It’s hard to imagine from today’s vantage that some of Édouard Manet’s most celebrated paintings, including Le Déjeuner sur l’herbe, with its female nude picnicker gazing defiantly at the viewer, were decreed artistically worthless when they were first shown in mid-19th century Paris. The Salon, the official exhibition of the Académie des Beaux-Arts and the governing body declaring the best of French art, had refused to include the painting in its 1863 show. A group of rejected works by the likes of Manet, Paul Cézanne, and Camille Pissarro were exhibited instead that year at the infamous Salon des Refusés, a sort of consolation prize founded by Emperor Napoleon III.
Although this tight-knit group of Impressionist artists, which also included Claude Monet and Edgar Degas, would go on to become the avant-garde Brat Pack of the French art scene, history has not paid as much attention to the role of its sole female member, Berthe Morisot. Dede Crane’s new novel is an engaging examination of the rise of the Impressionist movement through the prism of Berthe’s observations as she fulfils her desire to be taken seriously alongside her male counterparts.

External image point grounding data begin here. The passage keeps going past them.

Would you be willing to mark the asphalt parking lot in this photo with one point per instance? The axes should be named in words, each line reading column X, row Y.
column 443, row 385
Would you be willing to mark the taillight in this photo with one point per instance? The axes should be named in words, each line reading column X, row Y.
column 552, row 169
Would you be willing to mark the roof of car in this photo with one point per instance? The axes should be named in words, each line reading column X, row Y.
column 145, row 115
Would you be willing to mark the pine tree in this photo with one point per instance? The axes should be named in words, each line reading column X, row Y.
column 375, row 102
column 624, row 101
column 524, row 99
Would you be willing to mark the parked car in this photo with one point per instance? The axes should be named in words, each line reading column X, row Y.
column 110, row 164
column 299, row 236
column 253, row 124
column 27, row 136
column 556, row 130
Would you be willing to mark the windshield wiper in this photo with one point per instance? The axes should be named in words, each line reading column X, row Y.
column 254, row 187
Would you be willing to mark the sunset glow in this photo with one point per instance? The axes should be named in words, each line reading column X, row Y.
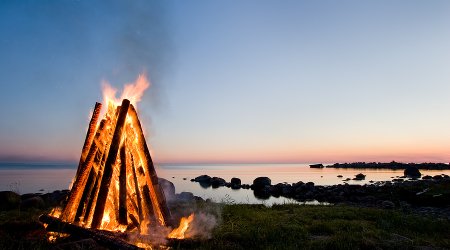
column 300, row 82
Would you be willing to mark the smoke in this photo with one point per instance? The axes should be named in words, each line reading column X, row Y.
column 202, row 226
column 142, row 43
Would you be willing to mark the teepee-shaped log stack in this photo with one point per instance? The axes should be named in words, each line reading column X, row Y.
column 116, row 186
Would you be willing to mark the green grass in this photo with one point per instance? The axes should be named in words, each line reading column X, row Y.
column 21, row 230
column 322, row 227
column 287, row 226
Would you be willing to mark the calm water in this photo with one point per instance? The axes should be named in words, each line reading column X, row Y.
column 30, row 178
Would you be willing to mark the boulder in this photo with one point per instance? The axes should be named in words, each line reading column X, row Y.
column 9, row 200
column 168, row 188
column 185, row 196
column 217, row 182
column 33, row 202
column 261, row 182
column 203, row 178
column 235, row 181
column 412, row 172
column 438, row 177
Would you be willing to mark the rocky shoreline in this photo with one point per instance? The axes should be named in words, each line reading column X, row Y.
column 430, row 195
column 390, row 165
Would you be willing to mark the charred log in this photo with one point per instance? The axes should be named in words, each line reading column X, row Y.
column 159, row 200
column 123, row 187
column 110, row 161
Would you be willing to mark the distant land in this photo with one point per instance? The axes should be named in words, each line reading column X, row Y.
column 391, row 165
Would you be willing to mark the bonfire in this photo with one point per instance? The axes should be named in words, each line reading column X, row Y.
column 116, row 188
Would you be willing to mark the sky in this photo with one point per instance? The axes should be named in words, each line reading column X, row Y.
column 232, row 81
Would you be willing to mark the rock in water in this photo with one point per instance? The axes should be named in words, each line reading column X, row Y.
column 261, row 182
column 412, row 172
column 33, row 202
column 217, row 182
column 359, row 177
column 203, row 178
column 235, row 183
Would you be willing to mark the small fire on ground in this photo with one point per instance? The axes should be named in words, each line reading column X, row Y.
column 116, row 186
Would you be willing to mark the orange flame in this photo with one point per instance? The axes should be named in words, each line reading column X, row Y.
column 178, row 233
column 131, row 91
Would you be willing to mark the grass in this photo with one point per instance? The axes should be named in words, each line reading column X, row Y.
column 21, row 230
column 288, row 226
column 322, row 227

Here, Berthe – who posed for Édouard Manet several times and was well known as one of his muses – is also portrayed as the artist’s lover before marrying his brother, the doting Eugène. Berthe initially despises the mercurial Édouard, even as she carefully studies his paintings in hopes of replicating his unique style. Their affair builds in passion, slowly drawn out with anticipation through the novel. But it’s Berthe’s relationship with her sister, Edma, that anchors Crane’s story. The tension between the siblings reveals the most about the expectations put on women during this time and reinforces how remarkable Berthe’s artistic achievements really are.
Edma is also an artist, considered technically superior to her sister, and the original subject of Édouard’s attention. Born into a culturally progressive, upper-middle class family, the Morisot sisters make a vow to forgo conventional marriage and dedicate their lives to painting, despite the fact that women of the time were denied access to formal art education. When Edma’s desire for a family supersedes her ambitions, she leaves Berthe in Paris in pursuit of domestic life in the country. As Edma learns of Berthe and Édouard’s affair, the siblings become further estranged. Their close relationship becomes another sacrifice Berthe must make in order to follow her ambitions.

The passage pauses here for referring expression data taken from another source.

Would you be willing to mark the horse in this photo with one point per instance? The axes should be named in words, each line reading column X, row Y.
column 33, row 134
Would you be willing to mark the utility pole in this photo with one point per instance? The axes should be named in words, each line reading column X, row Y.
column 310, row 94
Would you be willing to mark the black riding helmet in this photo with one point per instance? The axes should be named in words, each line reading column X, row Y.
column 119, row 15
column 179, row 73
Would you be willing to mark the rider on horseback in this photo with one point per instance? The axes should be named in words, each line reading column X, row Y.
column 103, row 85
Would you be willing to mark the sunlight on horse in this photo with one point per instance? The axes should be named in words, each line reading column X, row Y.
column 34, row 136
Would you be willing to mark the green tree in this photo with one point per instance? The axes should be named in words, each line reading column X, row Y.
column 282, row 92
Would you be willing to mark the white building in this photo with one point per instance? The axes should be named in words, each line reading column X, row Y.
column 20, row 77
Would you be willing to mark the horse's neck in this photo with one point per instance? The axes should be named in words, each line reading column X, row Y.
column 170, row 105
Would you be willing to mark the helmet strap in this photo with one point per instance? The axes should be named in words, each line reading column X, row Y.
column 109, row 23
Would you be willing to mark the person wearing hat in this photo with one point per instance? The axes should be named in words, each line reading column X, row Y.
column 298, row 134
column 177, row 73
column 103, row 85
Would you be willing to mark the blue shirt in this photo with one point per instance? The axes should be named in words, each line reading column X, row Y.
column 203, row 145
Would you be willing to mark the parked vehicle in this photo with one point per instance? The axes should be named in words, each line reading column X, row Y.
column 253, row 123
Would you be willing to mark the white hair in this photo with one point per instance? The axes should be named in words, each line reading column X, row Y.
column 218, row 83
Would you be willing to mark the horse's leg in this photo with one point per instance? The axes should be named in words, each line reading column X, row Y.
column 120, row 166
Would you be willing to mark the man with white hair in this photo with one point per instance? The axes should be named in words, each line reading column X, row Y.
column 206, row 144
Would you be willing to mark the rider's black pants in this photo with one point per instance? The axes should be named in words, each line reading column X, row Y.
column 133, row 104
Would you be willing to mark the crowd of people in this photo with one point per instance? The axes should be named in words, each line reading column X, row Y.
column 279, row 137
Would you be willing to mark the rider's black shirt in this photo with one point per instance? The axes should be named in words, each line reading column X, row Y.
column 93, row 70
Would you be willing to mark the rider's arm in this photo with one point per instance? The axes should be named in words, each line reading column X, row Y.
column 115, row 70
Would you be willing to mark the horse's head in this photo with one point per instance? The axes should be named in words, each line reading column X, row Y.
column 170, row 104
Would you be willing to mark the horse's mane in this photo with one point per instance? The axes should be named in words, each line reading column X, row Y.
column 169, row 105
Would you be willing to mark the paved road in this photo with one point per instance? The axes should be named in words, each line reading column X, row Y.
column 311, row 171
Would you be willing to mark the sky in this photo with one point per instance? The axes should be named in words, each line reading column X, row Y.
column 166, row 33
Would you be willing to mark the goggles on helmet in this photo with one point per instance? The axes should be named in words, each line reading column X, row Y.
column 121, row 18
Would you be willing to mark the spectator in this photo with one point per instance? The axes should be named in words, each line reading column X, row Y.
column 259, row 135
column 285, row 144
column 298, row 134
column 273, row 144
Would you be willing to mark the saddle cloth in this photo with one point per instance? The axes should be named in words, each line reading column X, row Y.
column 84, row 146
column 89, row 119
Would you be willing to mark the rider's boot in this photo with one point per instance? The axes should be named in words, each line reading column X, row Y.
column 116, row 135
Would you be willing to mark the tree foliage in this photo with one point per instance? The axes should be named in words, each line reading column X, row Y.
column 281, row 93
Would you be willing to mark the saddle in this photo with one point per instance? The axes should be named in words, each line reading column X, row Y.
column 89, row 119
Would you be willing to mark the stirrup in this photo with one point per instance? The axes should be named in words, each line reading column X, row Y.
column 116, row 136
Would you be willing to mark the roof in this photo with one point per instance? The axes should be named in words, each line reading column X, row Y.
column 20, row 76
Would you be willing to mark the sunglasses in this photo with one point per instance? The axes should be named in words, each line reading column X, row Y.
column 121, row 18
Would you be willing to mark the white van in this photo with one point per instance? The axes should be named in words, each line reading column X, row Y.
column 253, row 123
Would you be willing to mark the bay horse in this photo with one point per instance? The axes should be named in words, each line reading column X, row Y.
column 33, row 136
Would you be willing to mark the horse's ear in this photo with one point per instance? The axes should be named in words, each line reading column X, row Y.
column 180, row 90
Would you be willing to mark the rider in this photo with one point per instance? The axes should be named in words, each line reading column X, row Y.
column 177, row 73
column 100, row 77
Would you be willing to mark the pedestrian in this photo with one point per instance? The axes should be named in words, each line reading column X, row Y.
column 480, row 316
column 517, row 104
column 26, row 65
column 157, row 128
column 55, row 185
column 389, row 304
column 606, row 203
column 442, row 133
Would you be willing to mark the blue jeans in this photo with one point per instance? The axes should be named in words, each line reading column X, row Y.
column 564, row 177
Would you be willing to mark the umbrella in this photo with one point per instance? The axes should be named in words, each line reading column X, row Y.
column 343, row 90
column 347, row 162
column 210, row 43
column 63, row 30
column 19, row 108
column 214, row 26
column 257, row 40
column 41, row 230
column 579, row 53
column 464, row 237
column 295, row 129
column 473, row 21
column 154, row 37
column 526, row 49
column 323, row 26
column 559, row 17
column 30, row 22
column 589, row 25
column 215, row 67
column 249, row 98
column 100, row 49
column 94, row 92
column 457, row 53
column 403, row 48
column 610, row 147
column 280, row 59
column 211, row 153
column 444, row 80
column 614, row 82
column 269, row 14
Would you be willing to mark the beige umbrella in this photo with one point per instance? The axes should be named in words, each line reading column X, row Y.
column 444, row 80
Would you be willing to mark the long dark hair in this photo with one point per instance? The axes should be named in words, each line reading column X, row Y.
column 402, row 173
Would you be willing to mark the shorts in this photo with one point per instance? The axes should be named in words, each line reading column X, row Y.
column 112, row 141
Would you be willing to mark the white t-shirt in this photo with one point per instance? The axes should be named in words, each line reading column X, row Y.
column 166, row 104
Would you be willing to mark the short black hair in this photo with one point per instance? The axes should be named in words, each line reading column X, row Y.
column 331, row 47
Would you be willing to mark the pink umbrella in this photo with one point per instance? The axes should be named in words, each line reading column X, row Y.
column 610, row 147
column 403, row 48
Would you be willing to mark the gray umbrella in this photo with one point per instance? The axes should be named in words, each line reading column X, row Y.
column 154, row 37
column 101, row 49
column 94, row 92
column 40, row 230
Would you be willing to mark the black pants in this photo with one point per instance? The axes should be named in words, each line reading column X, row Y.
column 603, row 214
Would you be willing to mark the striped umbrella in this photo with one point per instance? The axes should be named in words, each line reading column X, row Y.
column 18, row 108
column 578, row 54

Crane employs sensual language reminiscent of the Impressionists’ lush colours – bright yet deceivingly effortless. She engages all the senses, from descriptions of salon fashions to landscapes, sounds of the outdoor cafés and parks, and the touch of a guiding hand during a graceful waltz. In particular, scenes describing the backstory behind certain paintings are fascinating. One Madder Woman is not only a gorgeous read and a much-needed escape, but a call to re-examine the work of this talented artist.